Previously, no model ever has ever succeeded in working through one. Opus 4.7 did. 


It worked on the problem for 7.5 hours, with individual thinking blocks exceeding an hour, and arrived at a legitimate solution. Prior models that think for that long tend to loop. This one thought its way out.


3. Thinks like a senior engineer

Opus 4.7 reasons through constraints, catches edge cases, and pressure-tests its own output before handing it to you. During our evaluations, it independently identified flaws in test logic that our own team hadn't caught. That kind of adversarial thinking is the difference between code that works in a demo and code that is ready to ship.


4. Survives context loss 

When a model runs long enough, it hits a memory wall and has to compress its context. That compression almost always kills the run; the model forgets its goals, drops constraints, and the work unravels. Opus 4.7 compressed its context three to four times on a single task and kept executing against the original plan each time. 


This solves the potential for a long AI coding session to fall apart or time out, allowing you to work through more complex concepts with clarity. 


5. Excels at knowledge work

Opus 4.7 shows clear gains on tasks that require synthesizing large volumes of unstructured information like legal filings, financial documents, tax records, compliance reviews. 


In one test, it processed several hundred source documents in varied formats, identified the key issues, built a strategy, and produced a step-by-step instruction set with written justifications for every decision. 


The output was comparable to what you'd expect from a domain professional.
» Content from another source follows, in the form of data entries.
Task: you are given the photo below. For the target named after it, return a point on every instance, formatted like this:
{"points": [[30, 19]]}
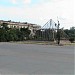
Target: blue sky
{"points": [[38, 11]]}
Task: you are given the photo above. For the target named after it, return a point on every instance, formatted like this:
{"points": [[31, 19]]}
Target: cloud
{"points": [[14, 1]]}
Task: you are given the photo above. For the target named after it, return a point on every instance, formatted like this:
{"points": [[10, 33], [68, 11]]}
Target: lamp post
{"points": [[58, 33]]}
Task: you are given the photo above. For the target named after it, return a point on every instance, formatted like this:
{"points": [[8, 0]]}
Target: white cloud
{"points": [[13, 1], [27, 1], [41, 13]]}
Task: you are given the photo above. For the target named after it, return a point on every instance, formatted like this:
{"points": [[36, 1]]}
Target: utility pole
{"points": [[58, 33]]}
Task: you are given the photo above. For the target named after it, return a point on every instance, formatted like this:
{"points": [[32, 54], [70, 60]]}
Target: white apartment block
{"points": [[18, 25]]}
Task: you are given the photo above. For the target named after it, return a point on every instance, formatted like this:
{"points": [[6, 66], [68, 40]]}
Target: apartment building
{"points": [[12, 24]]}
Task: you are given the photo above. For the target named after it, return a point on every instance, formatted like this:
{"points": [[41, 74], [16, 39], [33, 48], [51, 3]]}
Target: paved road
{"points": [[32, 59]]}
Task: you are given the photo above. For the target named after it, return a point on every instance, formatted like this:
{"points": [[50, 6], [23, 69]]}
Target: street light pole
{"points": [[58, 33]]}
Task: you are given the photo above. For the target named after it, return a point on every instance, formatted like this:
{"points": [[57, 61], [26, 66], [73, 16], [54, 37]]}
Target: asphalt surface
{"points": [[30, 59]]}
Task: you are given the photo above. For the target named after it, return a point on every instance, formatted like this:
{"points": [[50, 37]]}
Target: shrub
{"points": [[71, 40]]}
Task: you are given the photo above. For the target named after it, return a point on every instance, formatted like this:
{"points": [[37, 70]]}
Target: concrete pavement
{"points": [[30, 59]]}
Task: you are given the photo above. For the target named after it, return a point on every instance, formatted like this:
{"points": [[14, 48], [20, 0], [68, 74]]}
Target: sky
{"points": [[38, 11]]}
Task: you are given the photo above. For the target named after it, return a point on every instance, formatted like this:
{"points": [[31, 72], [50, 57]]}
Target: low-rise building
{"points": [[18, 25]]}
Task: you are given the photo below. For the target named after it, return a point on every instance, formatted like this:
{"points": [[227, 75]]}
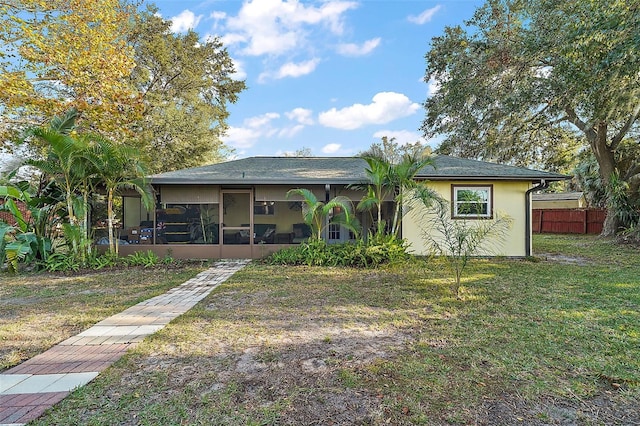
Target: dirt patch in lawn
{"points": [[565, 259]]}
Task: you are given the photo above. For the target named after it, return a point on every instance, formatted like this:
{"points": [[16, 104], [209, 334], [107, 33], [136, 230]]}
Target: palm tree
{"points": [[315, 212], [401, 178], [67, 163], [378, 188], [119, 167]]}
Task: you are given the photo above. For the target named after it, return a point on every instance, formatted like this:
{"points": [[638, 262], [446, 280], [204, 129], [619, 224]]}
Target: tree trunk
{"points": [[113, 247], [607, 165]]}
If you’re building apps that include legal services, financial advice, stock analysis, or other professional services in Bolt, this will improve your final product significantly.


6. Feature-rich scopes integrate cleanly

Opus 4.7 allows you to work through more complex prompts faster and with less friction. You’re able to integrate more features with less prompting, which lets you build more sophisticated apps faster. 


7. Mythos hype

The froth around the shadowy release of Mythos has churned up equal parts fear and fascination. The financial world in particular is terrified of the potential vulnerabilities the new model can (and in some cases has already) surfaced. 


But for our part, the quality of these upgrades have moved us from intrigued to excited about a full Mythos release. If one release is this much better than the previous version we’re really curious to see what a brand new model is capable of. 


The fact that 4.7 was able to logic through a problem previous AI models didn’t even come close to solving does present some tangible evidence that Mythos might live up to the hype.